We begin from the simple accounting identity relating the profit rate r(t) to the net operating surplus s(t) and the net capital stock k(t) scaled by revenue (or GDP):
(1) r(t) = s(t) / k(t) → ln r(t) = ln s(t) − ln k(t)
The net capital stock k(t) is measured at mid-year (Z(t) = ½ [K(t) + K(t – 1)], where K(t) is the end-of-year capital stock). The index (t) denotes the time period (quarter or annual data). This log-linear identity provides the starting point for tractable econometric specifications.
1. Baseline ARDL(1,0,0) Specification
A minimal autoregressive distributed lag representation consistent with the profit rate identity is:
(2) ln r(t) = a + ρ ln r(t−1) + b ln s(t) + c ln k(t) + u(t),
where u(t) is the random error with mean zero and finite variance..
This regression form (2) involves four scalar parameters (a, ρ, b, c), and is a direct application of the ARDL(1,0,0) structure discussed in Pesaran & Shin (1999, eq. 2.2) and in Asteriou & Hall (2016, Chapter 17). ARDL denotes the autoregressive distributed lag model.
2. Long-Run Multipliers
From the ARDL(1,0,0), the implied long-run multipliers are the indirect least squares (ILS) of the regression:
(3) ln r(t) = α + β ln s(t) + γ ln k(t) + v(t),
where α = a / (1 − ρ) is the reduced-form intercept. The partial slope coefficients are β = b / (1 − ρ) and γ = c / (1 − ρ). The transformed residual error is v(t).
These indirect least-squares coefficients are the parameters of ln s(t) and ln k(t) in the long-run equilibrium condition in which ln r(t) = ln r(t−1). Under the profit rate identity, the null hypothesis is H0: β = 1, γ = −1. This parallels the bounds-testing approach of Pesaran, Shin & Smith (2001, Section 3).
3. Equivalent ECM Form
Reparameterizing, we obtain the equivalent error-correction model (ECM):
(4) Δ ln r(t) = a0 + π [ ln r(t−1) − β ln s(t−1) + γ ln k(t−1) ] + λs Δ ln s(t) + λk Δ ln k(t) + u(t).

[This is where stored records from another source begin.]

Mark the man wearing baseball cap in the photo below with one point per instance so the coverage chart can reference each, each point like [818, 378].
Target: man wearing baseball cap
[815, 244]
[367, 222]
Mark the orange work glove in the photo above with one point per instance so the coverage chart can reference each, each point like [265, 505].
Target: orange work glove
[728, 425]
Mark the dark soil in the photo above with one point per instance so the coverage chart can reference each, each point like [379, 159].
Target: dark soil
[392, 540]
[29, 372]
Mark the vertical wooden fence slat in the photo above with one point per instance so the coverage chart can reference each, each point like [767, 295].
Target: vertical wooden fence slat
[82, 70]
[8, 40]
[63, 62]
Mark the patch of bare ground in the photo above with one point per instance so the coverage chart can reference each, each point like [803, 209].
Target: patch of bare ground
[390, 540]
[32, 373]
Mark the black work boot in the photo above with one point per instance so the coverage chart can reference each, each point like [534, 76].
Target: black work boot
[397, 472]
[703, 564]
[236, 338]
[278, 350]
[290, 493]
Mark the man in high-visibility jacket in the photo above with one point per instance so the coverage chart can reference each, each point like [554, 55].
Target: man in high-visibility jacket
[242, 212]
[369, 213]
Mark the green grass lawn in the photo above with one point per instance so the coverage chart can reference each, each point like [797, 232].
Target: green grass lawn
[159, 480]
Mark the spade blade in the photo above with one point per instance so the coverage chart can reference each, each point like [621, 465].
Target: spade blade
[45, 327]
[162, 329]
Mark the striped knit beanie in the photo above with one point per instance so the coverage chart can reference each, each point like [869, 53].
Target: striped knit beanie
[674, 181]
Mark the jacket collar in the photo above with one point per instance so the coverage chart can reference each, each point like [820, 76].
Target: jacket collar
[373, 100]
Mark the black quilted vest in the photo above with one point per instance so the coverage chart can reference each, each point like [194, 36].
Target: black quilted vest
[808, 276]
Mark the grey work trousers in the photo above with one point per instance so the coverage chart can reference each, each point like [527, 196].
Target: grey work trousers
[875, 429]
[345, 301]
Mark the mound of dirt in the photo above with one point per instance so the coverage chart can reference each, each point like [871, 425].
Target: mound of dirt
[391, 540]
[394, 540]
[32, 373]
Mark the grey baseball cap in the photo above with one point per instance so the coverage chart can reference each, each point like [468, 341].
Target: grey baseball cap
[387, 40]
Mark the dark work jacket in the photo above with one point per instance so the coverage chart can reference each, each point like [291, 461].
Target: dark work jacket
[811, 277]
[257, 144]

The bracketed expression multiplied by pi is the equilibrium condition, or error correction elements (ECM). Here π = ρ − 1 is the speed of adjustment, expected to be negative if deviations from the long-run relationship are corrected over time. This representation (4) is emphasized in Asteriou & Hall (2016, Chapter 17) as a direct reparameterization of the ARDL model.

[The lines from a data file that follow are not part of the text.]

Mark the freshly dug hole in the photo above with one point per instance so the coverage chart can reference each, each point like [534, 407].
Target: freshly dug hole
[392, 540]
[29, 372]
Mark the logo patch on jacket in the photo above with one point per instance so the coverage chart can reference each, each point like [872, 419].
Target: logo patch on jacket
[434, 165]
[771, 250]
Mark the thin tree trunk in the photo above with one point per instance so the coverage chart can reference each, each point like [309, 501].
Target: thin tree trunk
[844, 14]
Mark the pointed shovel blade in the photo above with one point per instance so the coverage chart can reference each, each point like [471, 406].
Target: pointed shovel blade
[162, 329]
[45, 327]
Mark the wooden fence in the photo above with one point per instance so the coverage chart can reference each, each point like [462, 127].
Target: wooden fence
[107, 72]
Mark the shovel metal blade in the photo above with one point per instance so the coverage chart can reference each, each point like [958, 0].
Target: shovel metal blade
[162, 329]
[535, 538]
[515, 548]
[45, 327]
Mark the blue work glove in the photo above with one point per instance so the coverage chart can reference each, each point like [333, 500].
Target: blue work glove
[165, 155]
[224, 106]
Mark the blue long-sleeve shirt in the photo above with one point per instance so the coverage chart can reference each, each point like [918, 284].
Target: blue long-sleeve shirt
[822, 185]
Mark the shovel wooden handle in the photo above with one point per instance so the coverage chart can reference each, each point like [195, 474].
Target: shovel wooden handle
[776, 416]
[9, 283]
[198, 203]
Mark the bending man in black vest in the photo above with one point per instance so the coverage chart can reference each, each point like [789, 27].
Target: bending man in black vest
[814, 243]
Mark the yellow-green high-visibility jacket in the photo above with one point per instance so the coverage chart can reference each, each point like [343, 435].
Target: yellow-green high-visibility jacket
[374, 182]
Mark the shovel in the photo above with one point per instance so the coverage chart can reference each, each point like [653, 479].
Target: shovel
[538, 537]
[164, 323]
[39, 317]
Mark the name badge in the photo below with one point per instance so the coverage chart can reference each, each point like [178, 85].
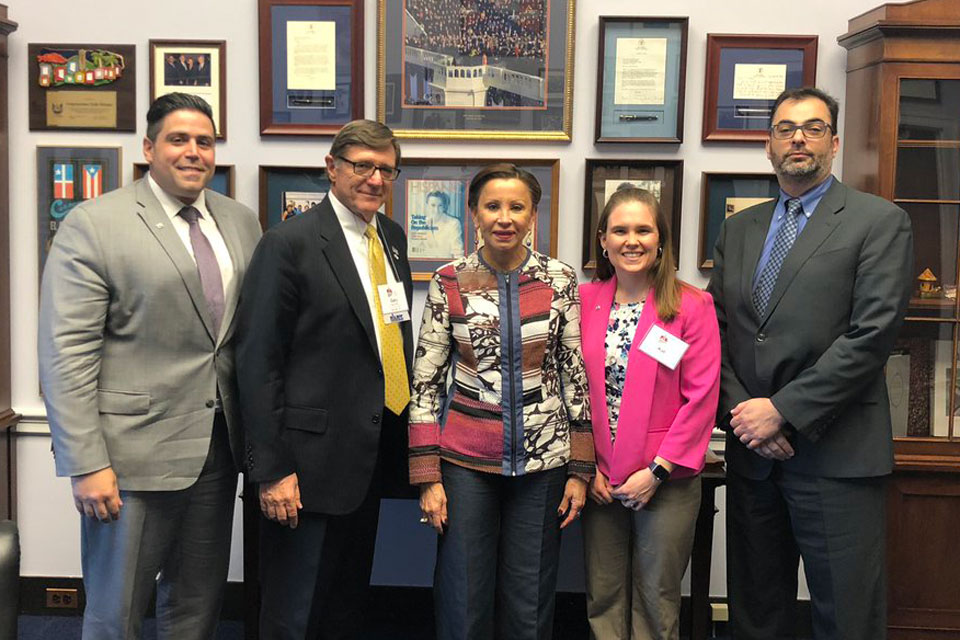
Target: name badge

4. Practical Implementation
The ARDL(1,0,0) model can be estimated using Python’s Statsmodels (tsa.ardl). The researcher estimates (a, ρ, b, c), then computes the long-run multipliers (β, γ) and the error-correction coefficient (π). The beta and gamma (β, γ) multipliers can also be estimated with the regression equation (3), without apparent dynamics.

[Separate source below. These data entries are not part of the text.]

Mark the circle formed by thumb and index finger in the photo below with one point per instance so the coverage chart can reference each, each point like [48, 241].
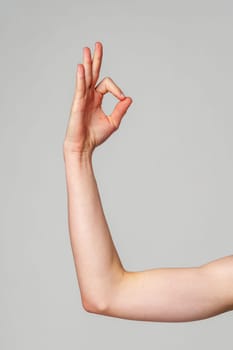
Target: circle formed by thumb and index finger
[108, 85]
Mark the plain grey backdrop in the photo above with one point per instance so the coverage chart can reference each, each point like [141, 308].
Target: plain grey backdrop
[165, 176]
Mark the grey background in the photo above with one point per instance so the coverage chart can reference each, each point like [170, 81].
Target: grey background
[165, 176]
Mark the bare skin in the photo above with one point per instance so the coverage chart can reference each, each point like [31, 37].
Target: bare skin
[106, 287]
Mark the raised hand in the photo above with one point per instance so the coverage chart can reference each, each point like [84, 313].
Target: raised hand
[88, 125]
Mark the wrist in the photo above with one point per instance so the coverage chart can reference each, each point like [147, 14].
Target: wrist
[80, 157]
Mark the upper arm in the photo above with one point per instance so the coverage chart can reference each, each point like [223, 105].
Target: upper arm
[174, 294]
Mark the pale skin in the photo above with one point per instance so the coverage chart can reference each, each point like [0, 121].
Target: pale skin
[106, 287]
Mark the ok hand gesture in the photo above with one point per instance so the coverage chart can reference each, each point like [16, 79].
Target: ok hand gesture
[88, 125]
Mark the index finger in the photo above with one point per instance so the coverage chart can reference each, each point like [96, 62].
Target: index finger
[97, 60]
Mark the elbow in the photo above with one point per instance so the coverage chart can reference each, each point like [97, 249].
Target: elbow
[96, 307]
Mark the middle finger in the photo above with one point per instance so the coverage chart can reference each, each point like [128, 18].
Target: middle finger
[87, 62]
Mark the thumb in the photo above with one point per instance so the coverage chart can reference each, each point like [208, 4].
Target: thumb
[120, 110]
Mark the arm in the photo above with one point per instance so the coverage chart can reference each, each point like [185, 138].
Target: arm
[165, 294]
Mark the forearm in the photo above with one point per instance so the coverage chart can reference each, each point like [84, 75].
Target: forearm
[98, 266]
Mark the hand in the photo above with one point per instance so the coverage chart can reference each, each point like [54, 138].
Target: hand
[88, 125]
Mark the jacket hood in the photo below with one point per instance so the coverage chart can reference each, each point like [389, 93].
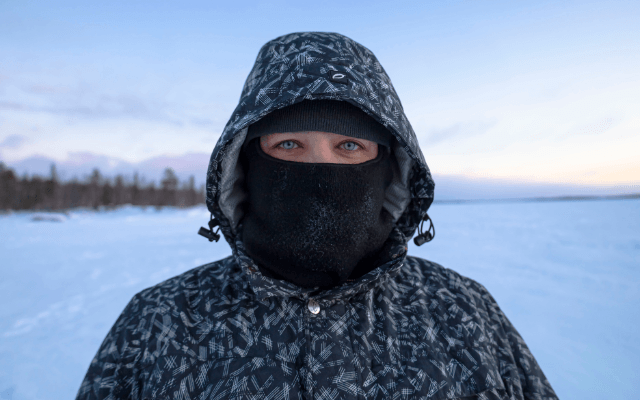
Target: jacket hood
[318, 66]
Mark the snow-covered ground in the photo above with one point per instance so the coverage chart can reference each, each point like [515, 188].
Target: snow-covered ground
[566, 273]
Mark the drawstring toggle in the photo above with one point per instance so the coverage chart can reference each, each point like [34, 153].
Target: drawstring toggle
[424, 237]
[209, 233]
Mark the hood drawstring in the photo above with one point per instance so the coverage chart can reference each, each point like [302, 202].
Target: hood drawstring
[424, 237]
[209, 233]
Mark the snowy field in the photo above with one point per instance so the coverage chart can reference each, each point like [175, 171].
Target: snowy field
[567, 274]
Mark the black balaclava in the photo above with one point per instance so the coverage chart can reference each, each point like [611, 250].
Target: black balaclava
[316, 225]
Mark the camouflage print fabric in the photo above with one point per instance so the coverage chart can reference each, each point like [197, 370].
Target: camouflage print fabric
[409, 329]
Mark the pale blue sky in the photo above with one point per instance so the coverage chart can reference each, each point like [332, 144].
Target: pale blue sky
[531, 91]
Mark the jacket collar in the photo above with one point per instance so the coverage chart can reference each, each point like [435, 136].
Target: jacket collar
[264, 286]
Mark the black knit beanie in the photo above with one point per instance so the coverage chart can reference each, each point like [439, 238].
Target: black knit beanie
[332, 116]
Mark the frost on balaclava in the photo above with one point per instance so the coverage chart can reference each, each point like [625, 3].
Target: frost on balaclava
[317, 225]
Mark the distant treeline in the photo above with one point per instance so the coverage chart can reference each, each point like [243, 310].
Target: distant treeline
[37, 193]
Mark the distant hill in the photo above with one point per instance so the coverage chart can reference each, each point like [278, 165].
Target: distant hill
[448, 187]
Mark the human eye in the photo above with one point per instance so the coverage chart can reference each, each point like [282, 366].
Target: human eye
[350, 146]
[288, 144]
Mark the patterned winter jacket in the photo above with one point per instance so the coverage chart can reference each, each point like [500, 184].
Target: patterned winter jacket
[409, 329]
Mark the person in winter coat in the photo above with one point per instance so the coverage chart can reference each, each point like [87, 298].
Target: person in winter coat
[317, 183]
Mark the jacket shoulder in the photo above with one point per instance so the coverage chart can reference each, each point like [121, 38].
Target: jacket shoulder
[469, 315]
[210, 277]
[447, 283]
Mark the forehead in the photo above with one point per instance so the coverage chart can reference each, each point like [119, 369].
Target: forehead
[307, 136]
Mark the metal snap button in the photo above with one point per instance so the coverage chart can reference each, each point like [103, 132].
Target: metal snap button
[313, 306]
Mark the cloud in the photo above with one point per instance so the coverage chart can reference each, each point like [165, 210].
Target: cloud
[86, 103]
[458, 130]
[13, 142]
[596, 127]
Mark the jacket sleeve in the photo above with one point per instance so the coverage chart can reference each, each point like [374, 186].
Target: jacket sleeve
[519, 369]
[113, 372]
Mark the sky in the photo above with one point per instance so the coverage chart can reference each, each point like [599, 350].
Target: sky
[527, 91]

Diagnostics (residual autocorrelation, stability tests) guide whether higher-order lags are necessary (ARDL(1,1,1), for example). Like model (3), model (4) can be estimated by ordinary least squares (OLS) with Newey-West corrected errors.
5. Conclusion
By tying the simple profit rate identity r(t) = s(t)/k(t) to an ARDL(1,0,0) framework, we gain an empirically tractable model with interpretable long-run coefficients. This provides a rigorous yet simple bridge between accounting identities and econometric dynamics. In principle, the ARDL model applies to any profit indicator defined as a ratio (such as return on assets, profit margin, or profit markup) in transfer pricing.
References
Asteriou, D., & Hall, G. (2016). Applied Econometrics, 3rd Edition. Palgrave Macmillan. See Chapter 17 for the reparameterization of ARDL into ECM.
Kmenta, J. (1986). Elements of Econometrics, 2nd Edition. Macmillan. See Section 14.5 on distributed lag models.
Maddala, G. S. (1992). Introduction to Econometrics, 2nd Edition. Macmillan. See Chapter 16 on dynamic models.
Pesaran, M. H., & Shin, Y. (1999). “An Autoregressive Distributed-Lag Modelling Approach to Cointegration Analysis,” in S. Strom (ed.), Econometrics and Economic Theory in the 20th Century. Cambridge University Press. See equation (2.2).
Pesaran, M. H., Shin, Y., & Smith, R. J. (2001). “Bounds Testing Approaches to the Analysis of Level Relationships,” Journal of Applied Econometrics, 16(3): 289–326. See Section 3 on the bounds test.